Doomsday Warrior 14 - American Death Orbit

Page 15

by Ryder Stacy


  Rock could see that the whiz kid had aged already just since they’d left C. C. It was amazing what life and death responsibility, having to make split second decisions, did to a kid. It was in the eyes, always in the eyes. Already the youth was getting a darker, less innocent look in them. Rock felt bad about that too. But disillusionment was only the first casualty of the soul.

  “Then we’ll have to get ahead of them,” Rock said. “Like right now.”

  “Without any maneuvering with the Frenchies?” Connors asked nervously. None of them wanted the great space battle—though they knew they had to.

  “Are they still firing down?” Rock asked Rajat.

  “Uh—yeah, they’re really messing up Eastern Europe with their laser stuff. I mean they must have every battery in the place on. Firing twenty, thirty times a minute, with long sustained beams. Thousands of square miles must be on fire down there.”

  Rock prayed Century City wasn’t burning. But he didn’t say anything, no sense worrying these two even more. Besides, the Earth was turned so that America was yet safe in its night.

  “How do we get there—to the Wheel’s orbit—the fastest, no bullshit way?” Rock asked. “And I don’t want none of this orbiting around the Earth three times to get momentum kind of stuff. We’ve got to blitzkrieg them, in their own Nazi style.”

  “Well—it’s pretty dangerous, but theoretically possible,” Rajat said, as Connors pushed a few buttons and gave commands here and there, getting the ship out of neutral and ready for orbital change—flight.

  “We’ve been working on a number of different approaches on computer. The approved way is, of course, the one you already rejected—what they call the triple pass, using the ship’s elliptical orbit around the Earth to create a slingshot effect, to either rise up or descend with very little exertion of power. But it would take at least sixteen hours—and—”

  “Get to the good part,” Rock said impatiently. “Sorry to cut you off, but in combat situations—we’ve got to be fast—there’s not time to go through long explanations.”
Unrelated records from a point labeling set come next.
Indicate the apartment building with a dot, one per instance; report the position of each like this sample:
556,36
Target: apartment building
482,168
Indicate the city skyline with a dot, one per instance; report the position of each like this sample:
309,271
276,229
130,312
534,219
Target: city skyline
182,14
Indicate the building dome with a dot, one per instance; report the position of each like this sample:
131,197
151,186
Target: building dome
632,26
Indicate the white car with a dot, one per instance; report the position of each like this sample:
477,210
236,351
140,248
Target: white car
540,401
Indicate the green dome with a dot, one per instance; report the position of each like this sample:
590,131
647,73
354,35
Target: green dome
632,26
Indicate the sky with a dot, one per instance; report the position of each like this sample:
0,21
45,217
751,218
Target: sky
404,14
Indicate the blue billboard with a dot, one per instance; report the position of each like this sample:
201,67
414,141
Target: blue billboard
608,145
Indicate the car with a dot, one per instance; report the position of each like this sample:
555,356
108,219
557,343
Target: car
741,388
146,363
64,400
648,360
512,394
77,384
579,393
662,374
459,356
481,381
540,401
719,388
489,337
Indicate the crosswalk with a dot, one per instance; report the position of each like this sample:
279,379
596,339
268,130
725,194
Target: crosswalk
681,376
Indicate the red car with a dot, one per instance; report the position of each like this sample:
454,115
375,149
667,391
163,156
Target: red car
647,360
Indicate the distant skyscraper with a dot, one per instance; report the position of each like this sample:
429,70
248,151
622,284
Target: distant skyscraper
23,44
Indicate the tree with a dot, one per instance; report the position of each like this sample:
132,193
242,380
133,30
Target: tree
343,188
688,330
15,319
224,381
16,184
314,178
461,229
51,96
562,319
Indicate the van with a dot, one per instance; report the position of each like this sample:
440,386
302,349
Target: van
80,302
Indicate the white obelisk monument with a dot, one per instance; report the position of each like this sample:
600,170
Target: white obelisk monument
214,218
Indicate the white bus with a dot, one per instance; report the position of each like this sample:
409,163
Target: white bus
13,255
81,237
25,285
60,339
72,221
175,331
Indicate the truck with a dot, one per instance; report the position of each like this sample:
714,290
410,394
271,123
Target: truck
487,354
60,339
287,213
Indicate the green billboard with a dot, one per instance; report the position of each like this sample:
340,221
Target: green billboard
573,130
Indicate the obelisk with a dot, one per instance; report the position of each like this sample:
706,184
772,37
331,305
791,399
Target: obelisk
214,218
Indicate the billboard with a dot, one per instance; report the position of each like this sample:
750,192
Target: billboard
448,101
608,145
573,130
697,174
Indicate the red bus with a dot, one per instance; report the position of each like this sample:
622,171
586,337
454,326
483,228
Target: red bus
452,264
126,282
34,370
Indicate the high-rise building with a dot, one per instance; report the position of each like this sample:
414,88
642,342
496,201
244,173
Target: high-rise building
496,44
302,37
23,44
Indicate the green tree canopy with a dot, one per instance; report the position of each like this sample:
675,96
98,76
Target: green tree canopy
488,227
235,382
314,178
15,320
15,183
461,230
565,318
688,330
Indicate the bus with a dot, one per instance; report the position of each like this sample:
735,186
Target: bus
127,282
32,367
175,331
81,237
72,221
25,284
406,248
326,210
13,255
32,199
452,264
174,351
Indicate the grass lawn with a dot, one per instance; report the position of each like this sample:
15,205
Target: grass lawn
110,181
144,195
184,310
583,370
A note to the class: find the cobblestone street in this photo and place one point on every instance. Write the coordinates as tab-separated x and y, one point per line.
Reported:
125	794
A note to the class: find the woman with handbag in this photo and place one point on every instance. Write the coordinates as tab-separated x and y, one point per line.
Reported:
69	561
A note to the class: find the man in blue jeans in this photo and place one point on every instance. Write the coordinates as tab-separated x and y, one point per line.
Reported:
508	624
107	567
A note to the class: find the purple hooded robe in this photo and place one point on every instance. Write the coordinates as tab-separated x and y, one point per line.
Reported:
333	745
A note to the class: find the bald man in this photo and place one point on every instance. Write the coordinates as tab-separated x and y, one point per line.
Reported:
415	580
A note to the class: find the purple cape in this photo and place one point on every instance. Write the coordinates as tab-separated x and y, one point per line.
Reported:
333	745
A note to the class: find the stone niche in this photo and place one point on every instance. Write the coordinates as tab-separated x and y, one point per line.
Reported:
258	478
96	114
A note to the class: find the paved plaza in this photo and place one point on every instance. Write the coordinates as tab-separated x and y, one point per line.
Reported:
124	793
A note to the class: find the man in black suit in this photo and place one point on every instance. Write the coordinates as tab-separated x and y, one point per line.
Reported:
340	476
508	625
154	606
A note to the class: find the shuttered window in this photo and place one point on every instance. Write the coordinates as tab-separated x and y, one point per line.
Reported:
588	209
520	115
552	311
  “Sorry, Rock—forgot myself,” Rajat said, embarassed for a moment. He was in fact used to sitting back and having long drawn-out discussions with his professors and science peers back at C.C. on everything under the sun.

  “Well the quick way,” he said suddenly, “we use a maxi-main burn of the core engine to fly into low orbit, almost out of the stratosphere, and move in a straight line right under their orbit on the far side of the Earth. Then we use all boosters to come up. Could come in almost literally behind them. Wouldn’t be be expecting us, that’s for sure.”

  “And the bad news?” Rock asked as he strapped himself in.

  “We’d have to go so low, we might come out of orbit. Rock—the spaceballs—I don’t know how good they’d do down so far, or for that matter the Eiffel Tower. I mean we’d be down to about ninety miles, the very lower limit of spaceflight. And that’s pushing it.”

  “Calculate the absolute iowest orbit you can take us down in,” Rock said, “and still get us through. Maybe we can enter at extremely high velocity, you know, get a running start, just power our way through.”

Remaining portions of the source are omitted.